There’s some disagreement about what the term ‘weak signal’ represents in terms of emerging trends or scenario thinking, but I like to think of them as hidden or ambiguous signals of change. In my view weak signals generally represent a change of direction for existing attitudes or behaviour, but they can also represent early indications of totally new ideas or events.

The image above is silly but significant. To many people coins are a pain in the pocket. They are heavy and dirty and somewhat outdated in the digital age. There was even a report a while back that in the US it now costs more than one cent to make one cent due to the cost of the metal. I suspect small coins will be more or less dead in many parts of the world within ten years. Larger coins within twenty. However, I suspect that paper notes will endure far longer, partly for the same reasons that paper newspapers, paper books and paper itself have lasted so long.

Quote of the week

 

 

 

 

 

 

Sorry, time has flown. End of the day and no post so here’s a quick quote.
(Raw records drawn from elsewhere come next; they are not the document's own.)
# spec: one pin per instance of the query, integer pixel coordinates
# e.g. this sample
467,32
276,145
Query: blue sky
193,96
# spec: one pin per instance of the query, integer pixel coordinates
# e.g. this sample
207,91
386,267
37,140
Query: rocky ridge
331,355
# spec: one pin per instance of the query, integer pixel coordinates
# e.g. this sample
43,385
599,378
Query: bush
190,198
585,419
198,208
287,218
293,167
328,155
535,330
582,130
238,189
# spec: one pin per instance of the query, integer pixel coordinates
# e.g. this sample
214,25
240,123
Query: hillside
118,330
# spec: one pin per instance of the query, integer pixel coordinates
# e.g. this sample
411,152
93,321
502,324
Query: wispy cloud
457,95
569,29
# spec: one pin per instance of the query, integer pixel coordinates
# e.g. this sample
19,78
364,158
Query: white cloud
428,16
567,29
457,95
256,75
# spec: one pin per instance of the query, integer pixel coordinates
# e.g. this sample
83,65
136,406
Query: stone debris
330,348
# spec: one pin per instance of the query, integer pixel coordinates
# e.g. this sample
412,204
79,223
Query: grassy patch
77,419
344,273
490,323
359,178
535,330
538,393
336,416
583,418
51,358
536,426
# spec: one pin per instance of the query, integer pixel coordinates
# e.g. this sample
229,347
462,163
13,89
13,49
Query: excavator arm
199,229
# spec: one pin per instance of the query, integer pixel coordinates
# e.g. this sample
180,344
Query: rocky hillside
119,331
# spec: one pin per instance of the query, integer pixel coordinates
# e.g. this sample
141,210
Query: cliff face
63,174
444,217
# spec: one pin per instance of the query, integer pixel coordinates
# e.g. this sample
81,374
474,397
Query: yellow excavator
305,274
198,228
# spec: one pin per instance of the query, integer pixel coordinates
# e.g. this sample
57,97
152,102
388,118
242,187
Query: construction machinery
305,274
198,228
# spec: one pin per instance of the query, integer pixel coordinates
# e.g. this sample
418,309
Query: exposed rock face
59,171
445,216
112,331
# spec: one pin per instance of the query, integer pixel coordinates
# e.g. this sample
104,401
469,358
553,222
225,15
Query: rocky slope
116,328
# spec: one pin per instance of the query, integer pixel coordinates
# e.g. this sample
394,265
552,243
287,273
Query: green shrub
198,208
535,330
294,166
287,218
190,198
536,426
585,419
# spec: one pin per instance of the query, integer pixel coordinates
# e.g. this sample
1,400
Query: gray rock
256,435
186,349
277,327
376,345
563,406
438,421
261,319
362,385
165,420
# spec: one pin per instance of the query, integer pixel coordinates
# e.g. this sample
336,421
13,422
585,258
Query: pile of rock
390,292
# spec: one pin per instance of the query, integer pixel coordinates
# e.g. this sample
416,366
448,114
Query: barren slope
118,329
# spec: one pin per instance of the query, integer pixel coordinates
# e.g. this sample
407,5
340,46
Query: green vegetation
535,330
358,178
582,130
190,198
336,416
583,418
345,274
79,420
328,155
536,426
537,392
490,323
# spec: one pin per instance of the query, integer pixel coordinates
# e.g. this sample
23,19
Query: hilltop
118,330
“We always overestimate the change that will occur in the next two years and underestimate the change that will occur in the next ten. Don’t let yourself be lulled into inaction.” – Bill Gates

That last line is important, although in my view inaction can be a very good thing. Much of what we think is important now won’t be when the future finally shows up. I’d say the trick is not to always feel compelled to react to what’s happening right now. If we overestimate the change that will occur in the next two years and underestimate the change that will occur in the next ten, then we obviously need to spend more time thinking about the next ten. This reminds me of a book called Present Shock, but more on that tomorrow perhaps.

Strategic foresight

 

 

 

 

 

 

 

 

 

 

 

 

 

I was in Cambridge today talking about the benefits of long-term planning. It went well apart from the fact that I was speaking at 9.30 am and most of the audience had been in the bar until 4.00 am the previous night.

Anyway, what I totally forgot to mention, which would have been such a perfect example of forward thinking, was the story (allegedly true, but easily an urban myth) of New College Oxford. After the giant oak beams in the College’s great hall rotted away, the Dons of the college were at a total loss to source some replacement oak timbers of a large enough size. Apparently the dons asked if the College owned any land that could be sold to buy some timber. Well it turned out they did. Not only that, when New College was built, 500 years ago, the Dons had arranged for some oaks to be planted on the land and they were now of sufficient size to be used for the new beams. Now that’s what I call strategic foresight!

Of course the question is did the college then plant some acorns so that the beams could be repaired again in another 500 years.